FILE – Queen Elizabeth II stands on the balcony during the Platinum Jubilee Festival at Buckingham Palace in London on June 5, 2022, in the last four days of celebrations marking the Platinum Jubilee.

AP

When Mindy Selby, a Fort Worth Elementary School librarian, arrived at work Thursday morning, she hadn’t heard the news that Queen Elizabeth II was “under medical supervision” at Balmoral Castle.

Hours later, Buckingham Palace confirmed it in a statement Britain’s longest-serving monarch has died at the age of 96.

“As soon as the news came out today, I began removing my books that show Elizabeth as the current Queen of the United Kingdom,” Selby said on Thursday.

Selby, who works at Hubbard Heights Elementary, used this moment as a “small lesson” for students on how to update libraries whenever major historical events occur.

“Otherwise, I will not give them the correct information,” she said. She anticipates more questions once students have had time to process and hear more about the historical event over the weekend.

In the coming days, Selby and hundreds of other librarians at Fort Worth schools will complete this comprehensive process – as students learn about the historic moment Queen Elizabeth II is going through. Other books you’ll need to weed include those that show Charles and William in their now outdated roles.

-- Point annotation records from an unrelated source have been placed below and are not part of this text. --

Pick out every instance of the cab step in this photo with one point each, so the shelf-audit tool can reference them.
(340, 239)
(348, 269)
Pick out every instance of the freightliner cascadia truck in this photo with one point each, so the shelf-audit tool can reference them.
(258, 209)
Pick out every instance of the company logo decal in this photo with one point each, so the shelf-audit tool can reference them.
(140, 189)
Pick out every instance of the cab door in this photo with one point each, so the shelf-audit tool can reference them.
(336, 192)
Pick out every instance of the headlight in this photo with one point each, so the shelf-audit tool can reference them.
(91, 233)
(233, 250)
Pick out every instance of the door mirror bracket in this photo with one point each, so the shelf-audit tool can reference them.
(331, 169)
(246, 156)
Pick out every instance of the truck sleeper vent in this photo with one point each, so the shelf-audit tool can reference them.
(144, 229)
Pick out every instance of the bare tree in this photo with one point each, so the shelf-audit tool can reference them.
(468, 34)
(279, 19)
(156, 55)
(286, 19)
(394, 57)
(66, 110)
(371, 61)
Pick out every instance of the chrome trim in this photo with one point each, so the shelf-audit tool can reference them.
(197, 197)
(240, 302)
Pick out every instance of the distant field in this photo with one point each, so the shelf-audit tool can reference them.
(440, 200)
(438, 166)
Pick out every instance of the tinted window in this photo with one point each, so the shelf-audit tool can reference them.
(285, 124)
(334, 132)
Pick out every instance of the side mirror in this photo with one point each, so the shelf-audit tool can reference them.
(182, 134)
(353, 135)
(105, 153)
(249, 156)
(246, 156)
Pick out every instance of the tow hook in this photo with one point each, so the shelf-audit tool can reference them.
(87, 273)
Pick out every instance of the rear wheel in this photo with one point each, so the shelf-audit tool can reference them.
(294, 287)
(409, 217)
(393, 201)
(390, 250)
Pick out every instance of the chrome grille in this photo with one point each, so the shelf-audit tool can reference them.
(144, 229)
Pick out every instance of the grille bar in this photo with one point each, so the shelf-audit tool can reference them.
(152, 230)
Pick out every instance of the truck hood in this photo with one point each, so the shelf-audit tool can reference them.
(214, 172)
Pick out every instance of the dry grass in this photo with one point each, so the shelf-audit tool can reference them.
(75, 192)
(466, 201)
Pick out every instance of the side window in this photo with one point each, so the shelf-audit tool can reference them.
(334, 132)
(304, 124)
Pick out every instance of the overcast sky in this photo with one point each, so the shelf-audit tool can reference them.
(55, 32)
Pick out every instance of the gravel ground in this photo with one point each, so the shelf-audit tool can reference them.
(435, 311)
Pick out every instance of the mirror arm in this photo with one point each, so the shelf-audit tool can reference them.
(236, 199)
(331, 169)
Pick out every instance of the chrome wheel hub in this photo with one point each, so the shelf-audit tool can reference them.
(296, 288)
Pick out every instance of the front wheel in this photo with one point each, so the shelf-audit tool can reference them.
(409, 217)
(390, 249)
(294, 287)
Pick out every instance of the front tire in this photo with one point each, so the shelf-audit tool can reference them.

Teacher: The student will not be “shocked” by the king’s death

In Arlington, most of the day’s classes were completed when the official announcement was made. But Jeff Beck, head of social studies at Martin High School, said there are some lessons he sees for students when they return to class on Friday.

He said, “The Queen of England is a head of state, but she is not a head of government, while in the United States, we have no distinction between these two things.” “In the United States, we expect our superiors to do the ceremonial things in addition to the actual administration.”

Beck said other teachers, including those in world history classes, might discuss “twentieth-century decolonization,” which occurred during Elizabeth’s 70-year reign.

The British Empire was at its height just a few years before the queen’s birth, laying claim to more than a quarter of all land on earth. countries From India to Kenya separated during the twentieth century, becoming independent.

But Beck said the distance and old age of the Queen’s death make the event less relevant to local students than recent historical events in the United States.

“Maybe its effect won’t be like some of the other things…we talked about (as) The heart of the Roe v. Wade case Things like that,” he said.

“Children will not be shocked by the death of a 96-year-old woman,” he added. “It wouldn’t be like it was some kind of unexpected tragedy.”

Gwen Perrod, who has taught deaf and hard of hearing students in Fort Worth and is a Democratic candidate for the Texas Senate, He said the moment would have a different significance in each semester.

She told Star-Telegram: “…I would like to point out the historical significance of the British Sign Language Bill that has been approved by the Queen.” “Being a teacher for the deaf and hard of hearing, I feel it would be helpful to address this aspect of history.”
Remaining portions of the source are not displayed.